Du conflit politique au conflit tribal ?
La volonté de créer un nouveau cadre de gouvernance se retrouve chez Ansar Ed-dine, groupe terroriste formé en 2012 par Iyad ag Ghali, qui se différencie du MNLA par un discours appelant à une séparation territoriale temporaire, plutôt que l’indépendance et par l’application de la Charia comme règle de droit. Le MNLA qui est l’héritier des guérillas indépendantistes des années 90, prône une doctrine laïque et fait la promotion de la culture touarègue. Son allié du HCUA (Haut Conseil pour l’Unité de l’Azawad), créé pendant la guerre du Mali en 2013, en est l’équivalent islamiste. Alghabass Ag Intalla est le secrétaire général. Notons qu’il y a toujours eu porosité entre le HCUA et les jihadistes d’Ansar ed-Dine. Depuis 2017, ce groupe a fusionné avec d’autres pour créer le JNIM (Jama’at Nasr al-Islam wal Muslimin). En face, le GATIA (Groupe d’Autodéfense Touareg et Imghad et Alliés), loyaliste, prône l’unité du territoire malien. L’accord d’Alger, officiellement dénommé Accord pour la paix et la réconciliation au Mali, visant à mettre fin à la guerre au Mali a été signé les 15 mai et 20 juin 2015 à Bamako après des pourparlers menés à Alger entre la république du Mali et la coordination des mouvements de l’Azawad (CMA). Après d’âpres négociations où chaque partie au conflit a voulu tirer la couverture à soi, un accord qui ne satisfait personne a été signé. Pour la première fois depuis cette date, une réunion du Comité de suivi de l’accord d’Alger de 2015 a eu lieu à Kidal, ville du Nord du Mali tenue par des ex-rebelles indépendantistes, en 2021. Un symbole qui témoigne de la difficulté à mettre en œuvre cet accord de paix, dans un pays où la majorité de la population le rejette.

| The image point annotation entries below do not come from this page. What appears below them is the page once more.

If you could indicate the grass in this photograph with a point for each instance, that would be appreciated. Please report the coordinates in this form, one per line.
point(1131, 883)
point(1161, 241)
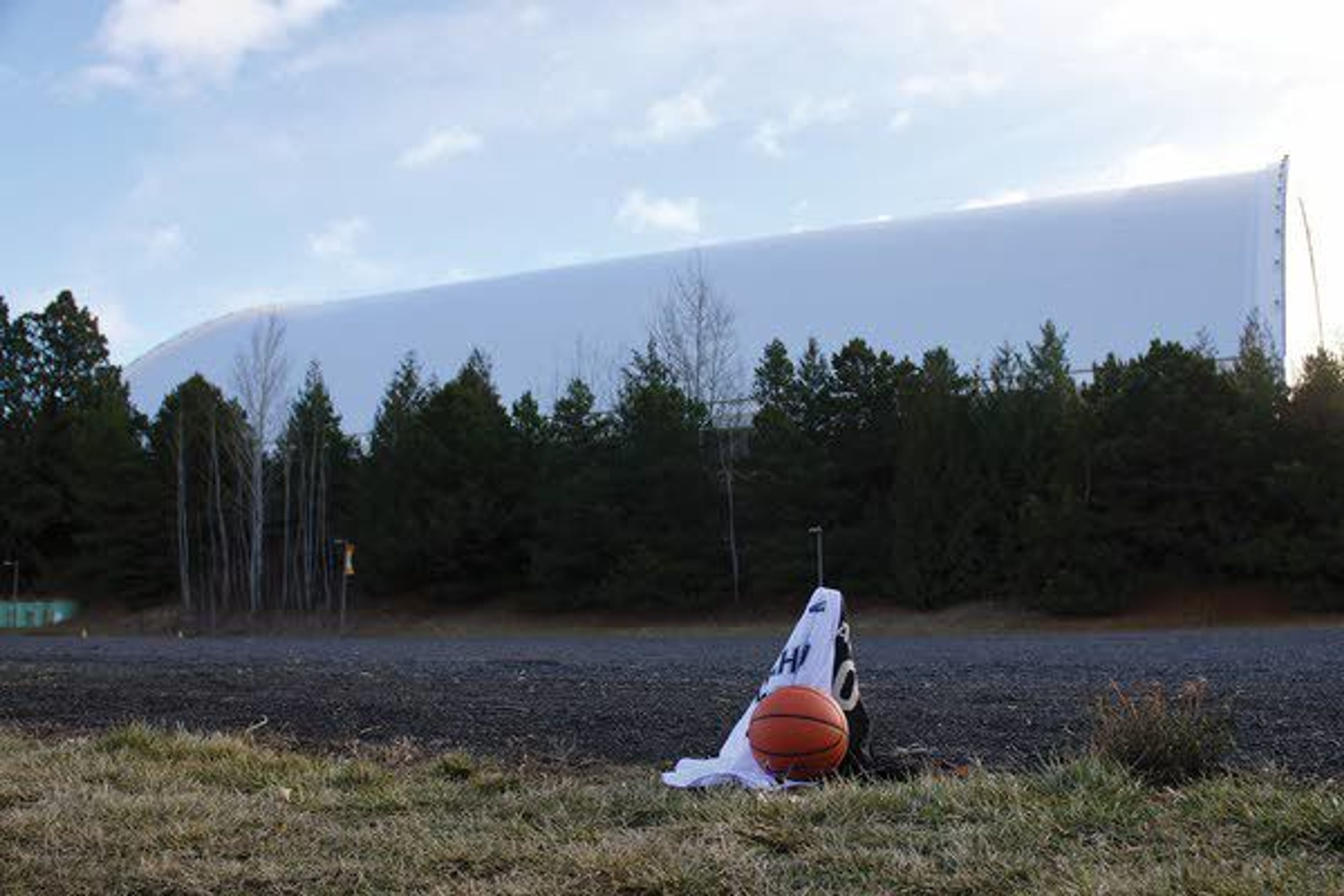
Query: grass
point(1164, 738)
point(147, 812)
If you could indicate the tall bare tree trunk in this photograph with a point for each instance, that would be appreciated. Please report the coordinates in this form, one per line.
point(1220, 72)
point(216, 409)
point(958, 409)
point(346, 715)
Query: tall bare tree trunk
point(287, 559)
point(694, 331)
point(224, 585)
point(260, 378)
point(183, 535)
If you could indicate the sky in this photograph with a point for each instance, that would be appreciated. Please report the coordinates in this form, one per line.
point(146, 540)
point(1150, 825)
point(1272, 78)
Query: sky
point(175, 160)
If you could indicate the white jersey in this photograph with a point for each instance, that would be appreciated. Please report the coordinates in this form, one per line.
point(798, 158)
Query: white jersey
point(808, 659)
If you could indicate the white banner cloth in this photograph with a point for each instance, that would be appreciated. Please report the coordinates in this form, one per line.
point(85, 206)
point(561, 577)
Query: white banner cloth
point(808, 659)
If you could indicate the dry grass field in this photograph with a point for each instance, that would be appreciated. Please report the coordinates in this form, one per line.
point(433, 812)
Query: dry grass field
point(138, 811)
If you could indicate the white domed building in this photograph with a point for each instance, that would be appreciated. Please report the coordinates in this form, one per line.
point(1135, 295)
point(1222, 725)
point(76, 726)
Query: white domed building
point(1178, 261)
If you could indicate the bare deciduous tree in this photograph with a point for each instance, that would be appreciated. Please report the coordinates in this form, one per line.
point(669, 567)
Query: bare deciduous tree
point(695, 334)
point(260, 375)
point(694, 330)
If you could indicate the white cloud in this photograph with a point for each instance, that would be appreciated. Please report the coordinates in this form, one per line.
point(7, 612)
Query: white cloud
point(1003, 198)
point(640, 213)
point(116, 326)
point(185, 41)
point(806, 113)
point(534, 15)
point(163, 245)
point(952, 88)
point(108, 76)
point(440, 147)
point(339, 240)
point(675, 117)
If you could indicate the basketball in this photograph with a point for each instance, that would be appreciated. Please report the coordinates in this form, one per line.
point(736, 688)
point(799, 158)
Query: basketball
point(799, 733)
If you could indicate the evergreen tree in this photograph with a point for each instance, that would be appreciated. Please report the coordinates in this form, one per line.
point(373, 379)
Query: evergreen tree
point(667, 500)
point(318, 476)
point(579, 519)
point(470, 519)
point(392, 499)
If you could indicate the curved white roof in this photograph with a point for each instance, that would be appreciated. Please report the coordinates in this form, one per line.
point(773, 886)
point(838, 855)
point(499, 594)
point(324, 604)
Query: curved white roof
point(1112, 269)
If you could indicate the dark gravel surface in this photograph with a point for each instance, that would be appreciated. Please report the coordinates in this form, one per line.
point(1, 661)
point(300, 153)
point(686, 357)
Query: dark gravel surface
point(1003, 699)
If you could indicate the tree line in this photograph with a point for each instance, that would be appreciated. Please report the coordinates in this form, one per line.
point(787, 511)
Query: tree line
point(934, 483)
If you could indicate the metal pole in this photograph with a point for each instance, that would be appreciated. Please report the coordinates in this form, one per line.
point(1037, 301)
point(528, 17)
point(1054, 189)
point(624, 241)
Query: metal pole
point(341, 562)
point(816, 531)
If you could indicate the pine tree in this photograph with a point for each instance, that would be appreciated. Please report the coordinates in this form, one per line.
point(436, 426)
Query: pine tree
point(392, 498)
point(319, 480)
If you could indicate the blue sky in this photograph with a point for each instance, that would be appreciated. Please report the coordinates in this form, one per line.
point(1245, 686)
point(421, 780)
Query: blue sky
point(174, 160)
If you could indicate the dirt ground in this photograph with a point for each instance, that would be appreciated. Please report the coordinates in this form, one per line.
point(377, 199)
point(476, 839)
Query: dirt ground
point(1004, 699)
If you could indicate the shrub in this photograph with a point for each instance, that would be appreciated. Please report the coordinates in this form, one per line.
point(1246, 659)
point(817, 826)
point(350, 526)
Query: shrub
point(1163, 738)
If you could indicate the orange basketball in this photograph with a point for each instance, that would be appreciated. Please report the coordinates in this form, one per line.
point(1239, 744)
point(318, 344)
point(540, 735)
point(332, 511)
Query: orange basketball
point(799, 733)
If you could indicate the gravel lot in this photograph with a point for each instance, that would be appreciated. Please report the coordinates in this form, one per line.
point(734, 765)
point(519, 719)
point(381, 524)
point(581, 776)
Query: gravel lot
point(1003, 699)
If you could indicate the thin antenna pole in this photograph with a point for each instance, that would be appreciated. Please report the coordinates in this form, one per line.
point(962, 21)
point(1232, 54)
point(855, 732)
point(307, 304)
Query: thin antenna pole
point(1316, 285)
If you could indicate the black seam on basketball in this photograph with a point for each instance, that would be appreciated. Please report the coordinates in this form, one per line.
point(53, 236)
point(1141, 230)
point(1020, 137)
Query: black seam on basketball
point(793, 715)
point(798, 755)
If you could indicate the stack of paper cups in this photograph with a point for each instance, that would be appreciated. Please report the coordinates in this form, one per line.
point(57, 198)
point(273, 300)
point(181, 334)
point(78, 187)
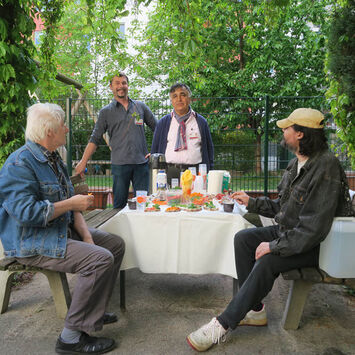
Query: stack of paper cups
point(202, 171)
point(215, 180)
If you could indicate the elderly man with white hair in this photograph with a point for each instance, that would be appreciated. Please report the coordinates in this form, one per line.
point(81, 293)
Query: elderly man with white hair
point(42, 225)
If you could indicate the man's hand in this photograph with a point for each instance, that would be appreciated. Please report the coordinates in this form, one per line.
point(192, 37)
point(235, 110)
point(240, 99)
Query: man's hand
point(81, 202)
point(261, 250)
point(241, 197)
point(75, 203)
point(80, 168)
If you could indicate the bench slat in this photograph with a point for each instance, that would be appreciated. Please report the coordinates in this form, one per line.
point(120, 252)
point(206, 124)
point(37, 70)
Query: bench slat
point(311, 274)
point(101, 218)
point(294, 274)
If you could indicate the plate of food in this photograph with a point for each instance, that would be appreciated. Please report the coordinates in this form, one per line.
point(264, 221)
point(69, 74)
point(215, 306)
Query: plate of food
point(192, 208)
point(173, 209)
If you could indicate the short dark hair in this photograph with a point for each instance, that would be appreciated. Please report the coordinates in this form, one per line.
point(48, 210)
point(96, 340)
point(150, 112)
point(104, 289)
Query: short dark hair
point(178, 86)
point(120, 74)
point(313, 140)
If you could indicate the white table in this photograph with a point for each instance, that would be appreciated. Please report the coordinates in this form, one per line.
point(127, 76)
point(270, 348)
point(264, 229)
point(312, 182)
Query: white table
point(180, 242)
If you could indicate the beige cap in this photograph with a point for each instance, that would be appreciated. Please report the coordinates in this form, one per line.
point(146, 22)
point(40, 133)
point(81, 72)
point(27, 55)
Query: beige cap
point(306, 117)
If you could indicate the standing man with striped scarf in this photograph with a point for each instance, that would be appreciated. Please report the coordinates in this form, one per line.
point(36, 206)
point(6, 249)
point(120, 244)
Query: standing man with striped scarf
point(183, 135)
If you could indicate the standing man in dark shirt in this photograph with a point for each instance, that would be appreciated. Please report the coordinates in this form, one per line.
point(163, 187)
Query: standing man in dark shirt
point(123, 120)
point(312, 191)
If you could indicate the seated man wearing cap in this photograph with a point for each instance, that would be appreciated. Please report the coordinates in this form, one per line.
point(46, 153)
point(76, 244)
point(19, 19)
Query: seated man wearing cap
point(312, 191)
point(183, 135)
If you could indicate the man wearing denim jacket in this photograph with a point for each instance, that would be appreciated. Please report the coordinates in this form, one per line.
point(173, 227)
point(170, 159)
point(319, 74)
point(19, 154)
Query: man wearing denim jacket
point(313, 191)
point(42, 225)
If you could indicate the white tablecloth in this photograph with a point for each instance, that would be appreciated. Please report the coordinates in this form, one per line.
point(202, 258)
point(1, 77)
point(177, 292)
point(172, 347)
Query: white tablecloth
point(180, 242)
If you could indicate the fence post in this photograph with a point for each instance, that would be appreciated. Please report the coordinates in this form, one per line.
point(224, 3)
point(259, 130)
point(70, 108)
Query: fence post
point(266, 145)
point(69, 145)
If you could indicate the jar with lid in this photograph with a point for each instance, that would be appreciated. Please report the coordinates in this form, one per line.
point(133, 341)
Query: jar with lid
point(161, 185)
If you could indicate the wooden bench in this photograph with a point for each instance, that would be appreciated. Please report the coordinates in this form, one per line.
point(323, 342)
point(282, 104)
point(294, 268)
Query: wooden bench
point(302, 281)
point(57, 280)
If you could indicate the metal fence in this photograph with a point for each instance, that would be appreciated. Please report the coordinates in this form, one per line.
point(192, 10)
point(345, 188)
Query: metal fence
point(244, 132)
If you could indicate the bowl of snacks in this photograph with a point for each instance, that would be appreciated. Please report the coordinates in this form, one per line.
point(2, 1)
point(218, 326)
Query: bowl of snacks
point(228, 204)
point(174, 197)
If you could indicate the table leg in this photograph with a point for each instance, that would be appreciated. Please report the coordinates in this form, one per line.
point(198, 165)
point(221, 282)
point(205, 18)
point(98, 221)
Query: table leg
point(123, 289)
point(235, 286)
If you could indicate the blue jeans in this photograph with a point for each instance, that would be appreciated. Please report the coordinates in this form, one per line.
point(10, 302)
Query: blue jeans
point(123, 175)
point(256, 278)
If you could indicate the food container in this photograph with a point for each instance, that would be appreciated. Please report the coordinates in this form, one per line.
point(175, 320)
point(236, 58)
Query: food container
point(132, 204)
point(174, 197)
point(336, 255)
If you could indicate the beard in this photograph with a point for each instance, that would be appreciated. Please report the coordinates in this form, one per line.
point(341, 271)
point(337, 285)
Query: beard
point(289, 147)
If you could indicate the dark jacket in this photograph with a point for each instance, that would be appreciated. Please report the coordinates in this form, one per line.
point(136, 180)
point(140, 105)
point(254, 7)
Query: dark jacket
point(160, 138)
point(307, 204)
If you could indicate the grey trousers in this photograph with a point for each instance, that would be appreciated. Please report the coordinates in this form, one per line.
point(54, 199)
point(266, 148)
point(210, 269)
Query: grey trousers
point(96, 267)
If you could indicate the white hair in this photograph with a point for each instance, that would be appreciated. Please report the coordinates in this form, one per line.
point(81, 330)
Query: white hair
point(41, 118)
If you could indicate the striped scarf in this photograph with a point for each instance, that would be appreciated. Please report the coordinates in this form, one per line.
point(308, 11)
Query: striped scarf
point(181, 143)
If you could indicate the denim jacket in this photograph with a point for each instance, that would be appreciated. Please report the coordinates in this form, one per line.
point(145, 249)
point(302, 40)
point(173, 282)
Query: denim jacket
point(307, 204)
point(28, 189)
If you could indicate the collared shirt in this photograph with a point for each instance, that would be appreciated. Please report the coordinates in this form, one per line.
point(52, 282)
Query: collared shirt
point(191, 155)
point(126, 131)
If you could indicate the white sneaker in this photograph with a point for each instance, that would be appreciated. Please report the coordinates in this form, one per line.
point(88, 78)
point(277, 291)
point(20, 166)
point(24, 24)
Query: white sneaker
point(209, 334)
point(253, 318)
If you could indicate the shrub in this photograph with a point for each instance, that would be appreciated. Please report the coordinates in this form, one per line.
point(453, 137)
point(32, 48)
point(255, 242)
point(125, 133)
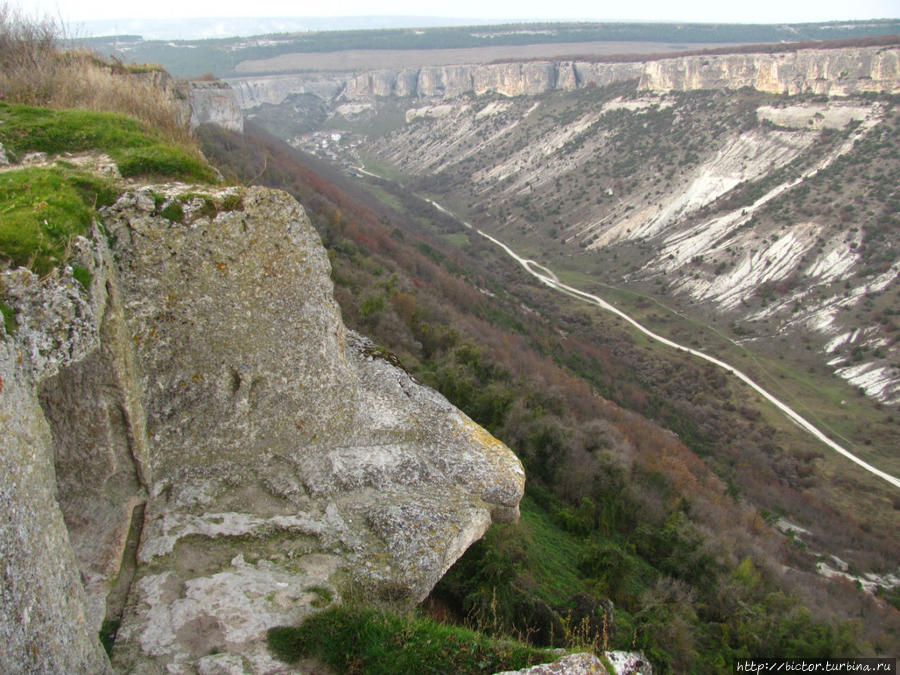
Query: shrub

Le GATIA créé en 2014 est une conséquence de la défaite de l’armée malienne lors de la bataille de Kidal en mai 2014. Celui-ci prône le maintien de l’Azawad au sein du Mali et se veut ainsi un mouvement loyaliste. Composé en majorité d’Imghads, ce mouvement cherche à s’émanciper de la tutelle des Ifoghas, lignée considérée comme noble, au sein d’une société touarègue très hiérarchisée. Cette opposition a donné lieu en 2016 à des affrontements violents entre ces deux minorités dans la région de Kidal.
Sept ans après les accords d’Alger, outre le fait que la population ignore en grande partie son contenu, son application s’est heurtée à une mauvaise volonté de part et d’autre. Le partage des responsabilités entre l’État malien et les groupes armés ne fait pas l’unanimité. Des alliances de circonstance sont parfois nouées, en vain.
En 2012, le MNLA déclenche la guerre au Mali au nom de l’indépendance de l’Azawad. En 2022, alors qu’un accord de paix a été signé en 2015 et que de nombreuses forces armées internationales sont présentes sur le terrain, on compte encore plus de 81 groupes armés actifs sur le territoire. Le conflit armé serait dans une impasse causée par le comportement versatile des belligérants. A l’instar d’autres pays ou régions dans le Monde, l’Azawad et le Mali sont tiraillés entre un système fédéral qui pourrait vouloir dire, à terme, un morcellement dangereux pour l’unité ou un recentrement vers un Etat central, lui-même défaillant dans ses missions régaliennes traditionnelles. Intérêts politiques et économiques s’entremêlent ainsi sur un territoire convoité, et l’Azawad continue à connaître la violence et l’instabilité.